[motivation]
### The problem of redundant representations
Mathematics is full of situations where distinct objects encode the same information. The integers $3$ and $10$ are different, but modulo $7$ they behave identically: they leave the same remainder, and any arithmetic statement about remainders that holds for one holds for the other. The matrices
\begin{align*}
A = \begin{pmatrix} 1 & 0 \\ 0 & 2 \end{pmatrix}, \qquad B = \begin{pmatrix} 5 & -4 \\ 4 & -2 \end{pmatrix}
\end{align*}
are different as arrays of numbers, but they represent the same linear transformation in different bases ($B$ has eigenvalues $1$ and $2$ as well). The pairs $(1, 2)$ and $(3, 6)$ in $\mathbb{Z} \times (\mathbb{Z} \setminus \{0\})$ are different, but both represent the rational number $\frac{1}{2}$. In each example, we want to declare certain distinct objects to be "equivalent" and then work with the resulting collapsed collection.
### Ad hoc identification fails
Without a unifying framework, each branch of mathematics must independently invent its own procedure for collapsing redundant representations. Number theorists define congruence classes. Linear algebraists define similarity classes. Topologists define homotopy classes. Each time, the same pattern appears: define a relation, verify that it behaves well (in particular, that "equivalent to equivalent" remains equivalent), form the collection of classes, and check that operations on the original objects descend to operations on classes. The logical structure is identical in every case, which suggests that a single definition should capture all of them.
### Three properties, one definition
What properties must a relation $\sim$ on a set $X$ satisfy for "collapsing $X$ by $\sim$" to be sensible?
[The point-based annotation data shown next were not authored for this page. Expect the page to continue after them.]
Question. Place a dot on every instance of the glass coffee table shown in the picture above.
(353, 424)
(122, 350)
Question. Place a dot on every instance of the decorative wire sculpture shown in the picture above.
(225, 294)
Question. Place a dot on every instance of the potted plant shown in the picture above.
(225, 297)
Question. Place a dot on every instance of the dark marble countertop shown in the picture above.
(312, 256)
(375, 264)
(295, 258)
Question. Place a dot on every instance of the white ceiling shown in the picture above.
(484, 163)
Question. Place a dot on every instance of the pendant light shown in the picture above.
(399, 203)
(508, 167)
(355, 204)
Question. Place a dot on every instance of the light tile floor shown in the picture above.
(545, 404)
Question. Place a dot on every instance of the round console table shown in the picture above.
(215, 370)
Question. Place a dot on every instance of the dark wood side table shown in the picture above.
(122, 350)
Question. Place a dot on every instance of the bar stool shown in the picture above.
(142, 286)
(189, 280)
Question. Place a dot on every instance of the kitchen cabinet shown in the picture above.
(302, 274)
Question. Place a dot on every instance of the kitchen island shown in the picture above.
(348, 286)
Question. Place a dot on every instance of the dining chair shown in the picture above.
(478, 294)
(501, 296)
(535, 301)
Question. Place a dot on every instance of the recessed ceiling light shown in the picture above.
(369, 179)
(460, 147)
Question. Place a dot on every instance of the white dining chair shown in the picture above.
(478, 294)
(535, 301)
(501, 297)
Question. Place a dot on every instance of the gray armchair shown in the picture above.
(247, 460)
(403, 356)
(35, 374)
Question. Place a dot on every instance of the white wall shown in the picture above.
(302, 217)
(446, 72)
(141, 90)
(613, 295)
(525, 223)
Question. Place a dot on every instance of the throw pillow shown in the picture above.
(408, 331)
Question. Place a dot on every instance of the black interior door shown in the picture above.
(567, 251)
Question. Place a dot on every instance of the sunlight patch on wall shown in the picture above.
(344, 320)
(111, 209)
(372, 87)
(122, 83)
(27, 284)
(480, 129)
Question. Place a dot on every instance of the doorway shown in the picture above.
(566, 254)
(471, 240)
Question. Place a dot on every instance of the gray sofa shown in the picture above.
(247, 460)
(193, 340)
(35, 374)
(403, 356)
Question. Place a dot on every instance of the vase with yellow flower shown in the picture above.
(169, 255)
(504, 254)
First, every object should be equivalent to itself, since no representation should be excluded from its own equivalence class --- this is reflexivity. Second, if $a$ is equivalent to $b$, then $b$ should be equivalent to $a$, since equivalence is a symmetric notion --- this is symmetry. Third, if $a$ is equivalent to $b$ and $b$ is equivalent to $c$, then $a$ should be equivalent to $c$, since chains of equivalences should not break --- this is transitivity. These three conditions turn out to be exactly the right axioms. Any relation satisfying all three induces a clean decomposition of $X$ into non-overlapping classes, and conversely, any such decomposition arises from a unique equivalence relation. This is the content of the fundamental correspondence between equivalence relations and partitions.